Friday, July 14, 2017

Let's DO this.

Back in the early aughts, I went on a one-month group backpacking trip that involved getting up early each morning, pointing to a peak in the distance, mapping out our path, and setting off for the summit. Every morning, the task seemed impossible, and every day, we faced setbacks: someone would get a blister and we'd have to stop for half an hour, or we'd pull over for a snack and get lulled into a nap under a blissfully shady tree, or we'd go the wrong way and have to backtrack.

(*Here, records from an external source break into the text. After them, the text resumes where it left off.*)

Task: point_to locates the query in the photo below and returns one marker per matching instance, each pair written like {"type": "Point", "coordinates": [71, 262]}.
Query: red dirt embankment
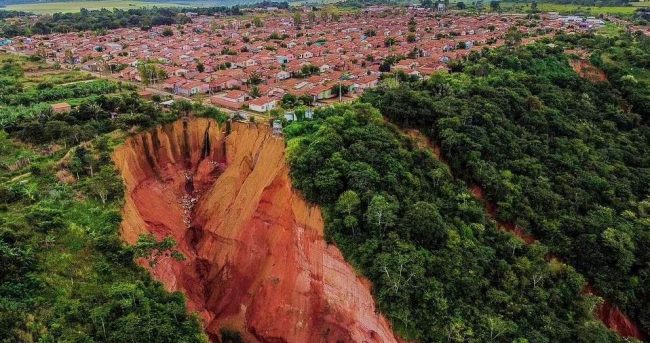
{"type": "Point", "coordinates": [611, 316]}
{"type": "Point", "coordinates": [256, 260]}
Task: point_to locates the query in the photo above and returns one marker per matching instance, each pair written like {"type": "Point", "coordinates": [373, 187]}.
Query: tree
{"type": "Point", "coordinates": [255, 92]}
{"type": "Point", "coordinates": [381, 213]}
{"type": "Point", "coordinates": [513, 36]}
{"type": "Point", "coordinates": [410, 38]}
{"type": "Point", "coordinates": [150, 248]}
{"type": "Point", "coordinates": [347, 205]}
{"type": "Point", "coordinates": [495, 5]}
{"type": "Point", "coordinates": [425, 225]}
{"type": "Point", "coordinates": [183, 107]}
{"type": "Point", "coordinates": [105, 184]}
{"type": "Point", "coordinates": [258, 22]}
{"type": "Point", "coordinates": [297, 19]}
{"type": "Point", "coordinates": [255, 78]}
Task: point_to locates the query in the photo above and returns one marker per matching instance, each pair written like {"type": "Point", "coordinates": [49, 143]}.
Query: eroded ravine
{"type": "Point", "coordinates": [256, 261]}
{"type": "Point", "coordinates": [611, 316]}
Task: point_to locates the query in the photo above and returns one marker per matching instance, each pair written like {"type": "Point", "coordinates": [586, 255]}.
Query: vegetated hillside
{"type": "Point", "coordinates": [105, 19]}
{"type": "Point", "coordinates": [440, 269]}
{"type": "Point", "coordinates": [256, 265]}
{"type": "Point", "coordinates": [66, 275]}
{"type": "Point", "coordinates": [564, 158]}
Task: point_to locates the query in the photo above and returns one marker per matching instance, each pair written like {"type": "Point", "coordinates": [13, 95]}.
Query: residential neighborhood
{"type": "Point", "coordinates": [254, 61]}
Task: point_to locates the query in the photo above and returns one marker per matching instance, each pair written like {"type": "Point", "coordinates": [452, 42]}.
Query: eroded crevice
{"type": "Point", "coordinates": [256, 260]}
{"type": "Point", "coordinates": [608, 313]}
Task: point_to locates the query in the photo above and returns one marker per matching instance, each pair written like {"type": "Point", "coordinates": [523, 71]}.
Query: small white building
{"type": "Point", "coordinates": [263, 104]}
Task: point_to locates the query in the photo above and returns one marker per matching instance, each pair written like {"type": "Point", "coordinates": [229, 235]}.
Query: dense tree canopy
{"type": "Point", "coordinates": [66, 275]}
{"type": "Point", "coordinates": [564, 157]}
{"type": "Point", "coordinates": [440, 269]}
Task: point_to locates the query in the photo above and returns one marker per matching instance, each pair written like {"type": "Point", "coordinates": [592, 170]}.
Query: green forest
{"type": "Point", "coordinates": [104, 19]}
{"type": "Point", "coordinates": [66, 274]}
{"type": "Point", "coordinates": [565, 158]}
{"type": "Point", "coordinates": [441, 271]}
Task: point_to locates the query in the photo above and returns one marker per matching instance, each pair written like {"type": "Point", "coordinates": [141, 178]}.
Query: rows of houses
{"type": "Point", "coordinates": [239, 64]}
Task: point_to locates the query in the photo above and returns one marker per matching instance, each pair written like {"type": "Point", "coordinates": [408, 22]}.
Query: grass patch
{"type": "Point", "coordinates": [76, 6]}
{"type": "Point", "coordinates": [572, 9]}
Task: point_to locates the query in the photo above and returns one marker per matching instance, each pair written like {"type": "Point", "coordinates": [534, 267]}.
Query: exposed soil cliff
{"type": "Point", "coordinates": [608, 313]}
{"type": "Point", "coordinates": [256, 260]}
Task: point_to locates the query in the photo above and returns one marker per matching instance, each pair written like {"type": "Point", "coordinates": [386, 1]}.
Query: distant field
{"type": "Point", "coordinates": [75, 6]}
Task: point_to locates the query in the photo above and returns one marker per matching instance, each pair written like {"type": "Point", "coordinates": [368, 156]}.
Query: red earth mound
{"type": "Point", "coordinates": [608, 313]}
{"type": "Point", "coordinates": [256, 260]}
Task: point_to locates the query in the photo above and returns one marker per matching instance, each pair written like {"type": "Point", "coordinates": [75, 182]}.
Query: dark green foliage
{"type": "Point", "coordinates": [66, 276]}
{"type": "Point", "coordinates": [440, 269]}
{"type": "Point", "coordinates": [104, 19]}
{"type": "Point", "coordinates": [565, 158]}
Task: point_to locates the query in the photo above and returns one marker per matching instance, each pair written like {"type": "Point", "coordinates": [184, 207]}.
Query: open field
{"type": "Point", "coordinates": [76, 6]}
{"type": "Point", "coordinates": [571, 8]}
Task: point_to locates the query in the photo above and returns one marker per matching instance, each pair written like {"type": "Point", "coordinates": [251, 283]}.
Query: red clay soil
{"type": "Point", "coordinates": [256, 260]}
{"type": "Point", "coordinates": [611, 316]}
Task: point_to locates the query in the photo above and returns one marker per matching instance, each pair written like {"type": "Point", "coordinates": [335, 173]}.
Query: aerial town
{"type": "Point", "coordinates": [252, 62]}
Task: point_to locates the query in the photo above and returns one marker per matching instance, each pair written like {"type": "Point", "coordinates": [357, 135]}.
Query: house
{"type": "Point", "coordinates": [192, 88]}
{"type": "Point", "coordinates": [225, 82]}
{"type": "Point", "coordinates": [321, 92]}
{"type": "Point", "coordinates": [61, 107]}
{"type": "Point", "coordinates": [237, 96]}
{"type": "Point", "coordinates": [225, 103]}
{"type": "Point", "coordinates": [366, 82]}
{"type": "Point", "coordinates": [282, 75]}
{"type": "Point", "coordinates": [263, 104]}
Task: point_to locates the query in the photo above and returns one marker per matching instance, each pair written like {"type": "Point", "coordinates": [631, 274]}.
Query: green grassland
{"type": "Point", "coordinates": [66, 275]}
{"type": "Point", "coordinates": [571, 9]}
{"type": "Point", "coordinates": [76, 6]}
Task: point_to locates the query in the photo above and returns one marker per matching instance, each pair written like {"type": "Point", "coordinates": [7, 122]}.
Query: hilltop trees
{"type": "Point", "coordinates": [440, 270]}
{"type": "Point", "coordinates": [561, 156]}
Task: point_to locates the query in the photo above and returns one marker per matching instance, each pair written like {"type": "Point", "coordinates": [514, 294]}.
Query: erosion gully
{"type": "Point", "coordinates": [611, 316]}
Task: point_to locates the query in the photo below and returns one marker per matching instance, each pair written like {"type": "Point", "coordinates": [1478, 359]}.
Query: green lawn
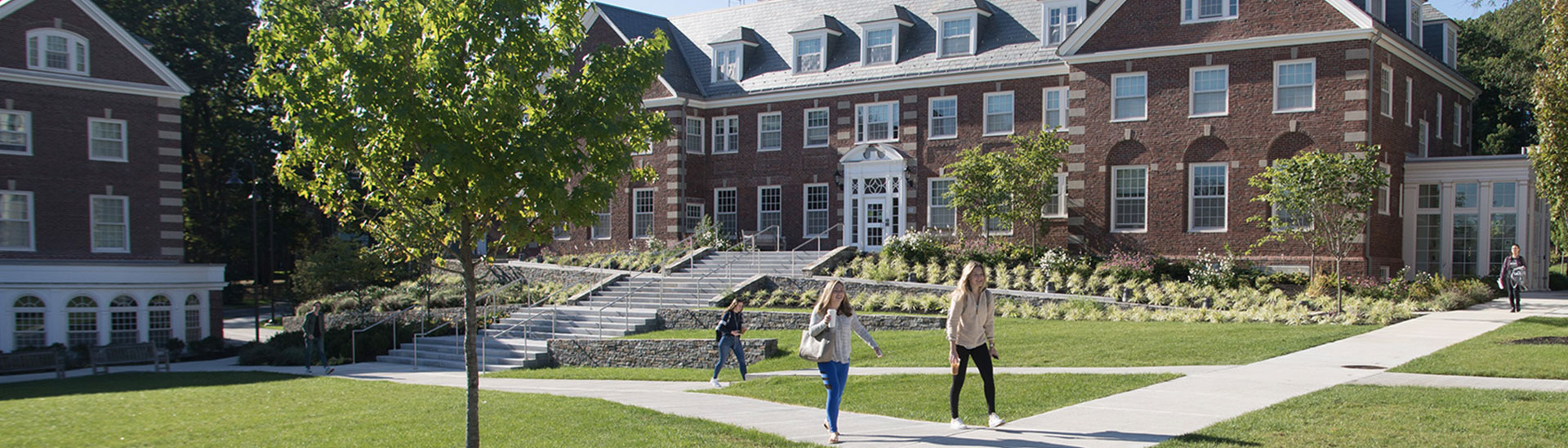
{"type": "Point", "coordinates": [257, 409]}
{"type": "Point", "coordinates": [1490, 356]}
{"type": "Point", "coordinates": [924, 396]}
{"type": "Point", "coordinates": [1021, 343]}
{"type": "Point", "coordinates": [1370, 415]}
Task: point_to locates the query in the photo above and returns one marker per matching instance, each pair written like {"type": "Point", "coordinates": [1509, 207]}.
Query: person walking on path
{"type": "Point", "coordinates": [971, 332]}
{"type": "Point", "coordinates": [836, 316]}
{"type": "Point", "coordinates": [315, 337]}
{"type": "Point", "coordinates": [1512, 284]}
{"type": "Point", "coordinates": [729, 329]}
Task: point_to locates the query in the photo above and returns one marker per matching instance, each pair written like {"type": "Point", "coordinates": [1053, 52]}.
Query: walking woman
{"type": "Point", "coordinates": [971, 337]}
{"type": "Point", "coordinates": [1509, 282]}
{"type": "Point", "coordinates": [835, 315]}
{"type": "Point", "coordinates": [729, 330]}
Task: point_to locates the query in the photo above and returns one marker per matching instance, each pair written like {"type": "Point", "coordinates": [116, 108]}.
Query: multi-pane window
{"type": "Point", "coordinates": [940, 211]}
{"type": "Point", "coordinates": [16, 221]}
{"type": "Point", "coordinates": [957, 37]}
{"type": "Point", "coordinates": [1129, 96]}
{"type": "Point", "coordinates": [817, 211]}
{"type": "Point", "coordinates": [726, 134]}
{"type": "Point", "coordinates": [944, 117]}
{"type": "Point", "coordinates": [770, 208]}
{"type": "Point", "coordinates": [770, 131]}
{"type": "Point", "coordinates": [642, 213]}
{"type": "Point", "coordinates": [1211, 92]}
{"type": "Point", "coordinates": [110, 230]}
{"type": "Point", "coordinates": [877, 122]}
{"type": "Point", "coordinates": [1129, 206]}
{"type": "Point", "coordinates": [1000, 114]}
{"type": "Point", "coordinates": [16, 136]}
{"type": "Point", "coordinates": [1295, 85]}
{"type": "Point", "coordinates": [816, 128]}
{"type": "Point", "coordinates": [1208, 197]}
{"type": "Point", "coordinates": [107, 139]}
{"type": "Point", "coordinates": [725, 211]}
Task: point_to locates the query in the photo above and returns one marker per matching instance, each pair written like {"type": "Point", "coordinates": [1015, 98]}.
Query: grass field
{"type": "Point", "coordinates": [1368, 415]}
{"type": "Point", "coordinates": [1490, 354]}
{"type": "Point", "coordinates": [257, 409]}
{"type": "Point", "coordinates": [924, 396]}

Sometimes we'd be miles from our target when we rolled into our sleeping bags for the night.

Nevertheless, we put one booted foot in front of the other and kept going, and eventually - if a few hours or even a day late - we'd reach our destination. From the top of the mountain looking down to where we'd started, every obstacle and challenge felt worthwhile.


The idea of paying off $76K+ in debt in just under five years on a rather limited budget is, to say the least, just as daunting. If we focus on how far we have to go and how many tens of thousands of dollars we have to repay, it seems almost impossible. But we're taking the same mindset as we do when we set off on a long hike: set the destination, make a plan for getting there, and then make progress one simple step (or one simple dollar) at a time.

The debt repayment plan we're using is the much-touted Debt Snowball method. For those unfamiliar with the concept, a Debt Snowball is when you pay off a series of debts in an order dictated by their balances and interest rates. When one debt gets paid off, you don't take the money that you used to apply to that payment and spend it on vacations or sushi or snow cones (I don't know why sushi and snow cones came to mind). Instead, you roll that money into the remaining debt until one day - if you're reeeeeeaaaallllly committed and stick to the plan - voila! Debt eliminated.

We allocate $1600 in our monthly budget for repayment of the following six debts, which I've outlined in the table below in the order that we will pay them off:


Debt
Monthly Payment
Current Balance
Interest Rate
Car Loan
$300
$1784
<6%
Credit Card #1
$150
$1553
14.99%
Credit Card #2
$275
$9667
15.74%
Credit Card #3
$280
$11067
14.51%
Student Loan #1
$202
$11608
7.00%
Student Loan #2
$393
$41436
7.25%

The car loan (which I didn't originally include in our debt calculation, but then figured I should) will be paid off by the end of this year, at which point we hope to apply that freed-up $300 to Credit Card #1 (a total payment of $450 a month). Once Credit Card #1 is paid off, we'll take that $450 and apply it, along with the original $275 monthly payment, to Credit Card #2. And so on.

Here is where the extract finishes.